Figure 8. MLL2 is not required for granulosa cell function.

(A) Breeding scheme used to generate granulosa cell-specific cKO mice (Mll2^Amhr2 cKO). (B) QPCR analysis of Mll2 levels in granulosa cells from wild type (WT), Mll2^{F/ −} (heterozygous control), and Mll2^Amhr2 cKO females (granulosa cells from three individual females were used in the analysis; n = 3). Mll2^Amhr2 cKO granulosa cells show a significant decrease in the levels of Mll2, whereas Mll2^{F/ −} granulosa cells show the expected 50% decrease in Mll2 levels (ANOVA test; * p<0.05). Gadpdh was used as internal control. (C) Western blot analysis of Mll2^Amhr2 cKO granulosa cells showed decreased MLL2 protein levels. Tubulin was used as loading control. (D) Fertility studies shown as cumulative number of pups over a 6-mo period. Mll2^Amhr2 cKO females displayed a small reduction in the number of pups (n = 10). (E) PAS-stained ovaries from 36-wk-old Mll2^Amhr2 cKO mice showed PAS-positive zona pellucida remnants (oocyte remnants, arrowheads). Note that the number of follicles present at this age is higher than that observed in the oocyte-specific cKO mouse lines. (F) Follicle counts in 36-wk-old ovaries. Mll2^Amhr2 cKO ovaries show a significant decrease in the number of quiescent amd growing follicles and a significantly higher number of atretic follicles (ovarian sections from five females were used in this study; n = 5). Abbreviations: Prl, primordial; Pr, primary; Sec, secondary; PA, preantral; A, antral; CL, corpora lutea. ANOVA test; * p<0.05. (G–H) Western blot analysis of H3K4 methylation in chromatin fractions from granulosa cells. (G) Representative micrographs of Western blots showing H3K4me1, H3K4me2, and H3K4me3 levels. (H) Chemoluminescence quantification revealed a significant decrease in global H3K4me3 levels in Mll2^Amhr2 cKO granulosa cells (Student's t test, * p<0.05). Means ± S.E are shown. Granulosa cells from three individual females per genotype were used in three independent experiments; samples were normalized against total histones. (G) Representative Western blot analysis of the repressive mark H3K27me3 showed no global changes in Mll2^Amhr2 cKO granulosa cells. Total histones were used as internal loading control.

Figure 9. Summary of MLL2 function during gametogenesis and early embryogenesis.
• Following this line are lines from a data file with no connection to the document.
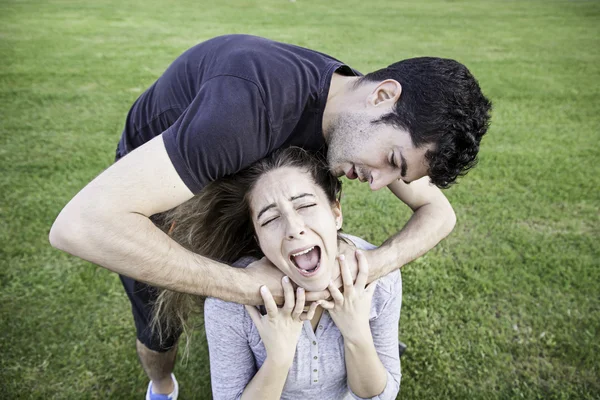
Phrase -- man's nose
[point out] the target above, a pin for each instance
(379, 179)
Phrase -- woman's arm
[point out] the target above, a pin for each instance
(371, 369)
(383, 336)
(232, 364)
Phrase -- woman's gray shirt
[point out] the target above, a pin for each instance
(319, 369)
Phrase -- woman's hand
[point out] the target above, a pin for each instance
(280, 329)
(350, 310)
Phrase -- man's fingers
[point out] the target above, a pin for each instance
(346, 275)
(363, 270)
(328, 305)
(316, 296)
(299, 307)
(288, 294)
(254, 314)
(270, 304)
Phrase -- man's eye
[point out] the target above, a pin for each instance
(268, 221)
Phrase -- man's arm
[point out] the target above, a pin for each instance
(432, 221)
(108, 223)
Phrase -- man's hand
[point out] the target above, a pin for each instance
(350, 310)
(263, 273)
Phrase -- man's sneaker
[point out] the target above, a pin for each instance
(154, 396)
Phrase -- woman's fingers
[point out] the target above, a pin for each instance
(363, 270)
(310, 313)
(336, 295)
(328, 305)
(346, 275)
(288, 294)
(270, 304)
(299, 307)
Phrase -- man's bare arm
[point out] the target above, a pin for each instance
(108, 223)
(432, 221)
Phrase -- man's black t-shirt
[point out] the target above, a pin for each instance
(231, 101)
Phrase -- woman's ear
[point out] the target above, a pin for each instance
(337, 213)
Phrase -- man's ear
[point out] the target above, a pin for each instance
(386, 93)
(337, 212)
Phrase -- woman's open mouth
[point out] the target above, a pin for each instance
(307, 261)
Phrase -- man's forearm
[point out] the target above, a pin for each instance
(426, 228)
(131, 245)
(367, 377)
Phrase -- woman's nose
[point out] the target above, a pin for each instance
(295, 227)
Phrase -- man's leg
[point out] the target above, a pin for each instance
(158, 367)
(157, 353)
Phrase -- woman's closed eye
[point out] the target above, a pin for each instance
(269, 220)
(307, 206)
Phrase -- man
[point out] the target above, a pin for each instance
(232, 100)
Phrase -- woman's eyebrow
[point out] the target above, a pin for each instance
(403, 165)
(268, 207)
(300, 196)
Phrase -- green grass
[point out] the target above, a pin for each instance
(507, 307)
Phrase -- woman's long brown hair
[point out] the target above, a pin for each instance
(217, 224)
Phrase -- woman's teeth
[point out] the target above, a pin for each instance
(303, 252)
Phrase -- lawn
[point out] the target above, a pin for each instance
(507, 307)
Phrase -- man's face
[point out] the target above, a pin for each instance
(375, 153)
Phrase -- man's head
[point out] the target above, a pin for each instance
(417, 117)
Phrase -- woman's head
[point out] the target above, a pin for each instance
(288, 203)
(255, 212)
(296, 225)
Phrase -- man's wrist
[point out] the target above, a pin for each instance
(359, 336)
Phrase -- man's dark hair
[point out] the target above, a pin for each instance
(441, 104)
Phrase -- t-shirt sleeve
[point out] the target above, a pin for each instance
(232, 364)
(385, 333)
(225, 129)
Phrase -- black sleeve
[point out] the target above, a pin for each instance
(225, 129)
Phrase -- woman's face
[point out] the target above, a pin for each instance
(296, 226)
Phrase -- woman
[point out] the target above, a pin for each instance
(286, 208)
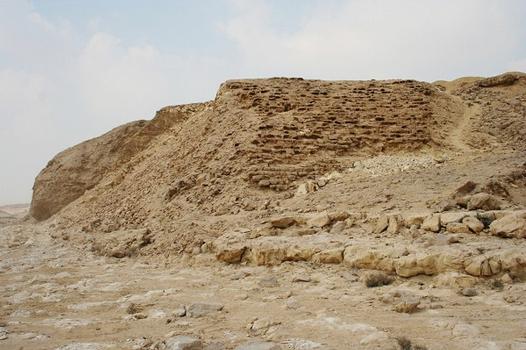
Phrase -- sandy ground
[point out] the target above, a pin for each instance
(55, 296)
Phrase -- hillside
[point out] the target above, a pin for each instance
(284, 214)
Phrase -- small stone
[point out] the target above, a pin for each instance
(319, 220)
(203, 309)
(183, 342)
(473, 224)
(381, 224)
(394, 225)
(292, 304)
(457, 227)
(407, 306)
(483, 201)
(283, 222)
(506, 278)
(269, 282)
(468, 292)
(432, 223)
(338, 227)
(301, 278)
(215, 346)
(3, 333)
(180, 311)
(332, 256)
(509, 226)
(258, 345)
(133, 309)
(447, 218)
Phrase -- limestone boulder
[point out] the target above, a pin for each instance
(319, 220)
(331, 256)
(483, 201)
(183, 342)
(473, 224)
(510, 226)
(431, 223)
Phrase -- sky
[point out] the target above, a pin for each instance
(71, 70)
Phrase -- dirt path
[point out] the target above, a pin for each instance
(53, 296)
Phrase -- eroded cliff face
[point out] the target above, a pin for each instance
(258, 141)
(78, 169)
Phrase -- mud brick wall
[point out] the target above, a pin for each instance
(306, 125)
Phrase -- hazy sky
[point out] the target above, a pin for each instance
(71, 70)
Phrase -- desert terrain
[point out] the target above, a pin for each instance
(284, 214)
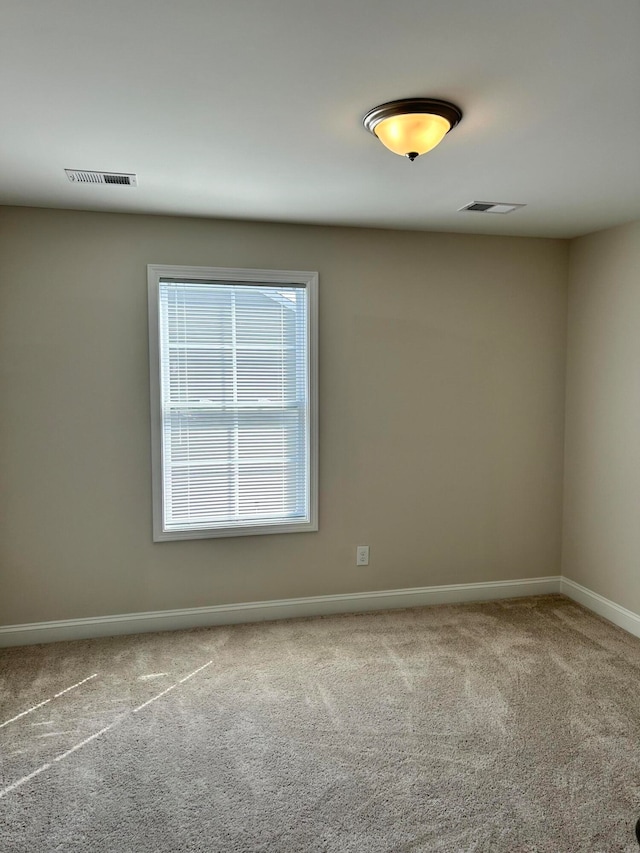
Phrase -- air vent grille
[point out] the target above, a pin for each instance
(490, 207)
(83, 176)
During normal folliculogenesis, oocytes are transcriptionally active and grow in size but do not proliferate. In contrast, the surrounding somatic cells are actively dividing. A number of epigenetic marks are acquired by oocytes during folliculogenesis, including DNA methylation and histone tail modifications. Towards the peri-ovulatory stage, oocytes undergo a large chromatin re-arrangenment into the surrounded nucleolus (SN) configuration and global transcriptional repression (TR). Upon ovulation and fertilization, the maternal pronucleus retains the majority of the histone tail modification marks established in the oocyte, whereas the male pronucleus acquires them progressively. Between the late 1-cell and the 2-cell embryo stages, the maternal mRNA and protein stores are depleted and the zygotic genome is activated (ZGA). MLL2 is expressed in oocytes and during pre-implantation development. Mll2 oocyte-specific cKO females are infertile due to anovulation and follicle loss. Mll2-deficient oocytes show reduced H3K4me3 but not H3K4me1, indicating another enzyme monomethylates H3K4 in oocytes. Oocytes lacking Mll2 also show abnormal expression of pro-apoptotic genes and Iap elements, which may contribute to oocyte death and, ultimately, follicle loss. Although Mll2-deficient oocytes display the SN configuration, they fail to repress transcription, likely due to loss of communication with the granulosa cell compartment. Finally, studies in the hypomorph and the Mll2^Zp3 cKO model reveal that MLL2 is required either directly or indirectly for embryogenesis and ZGA. Together the results suggest that MLL2 is continuously required during oogenesis and early embryonic development.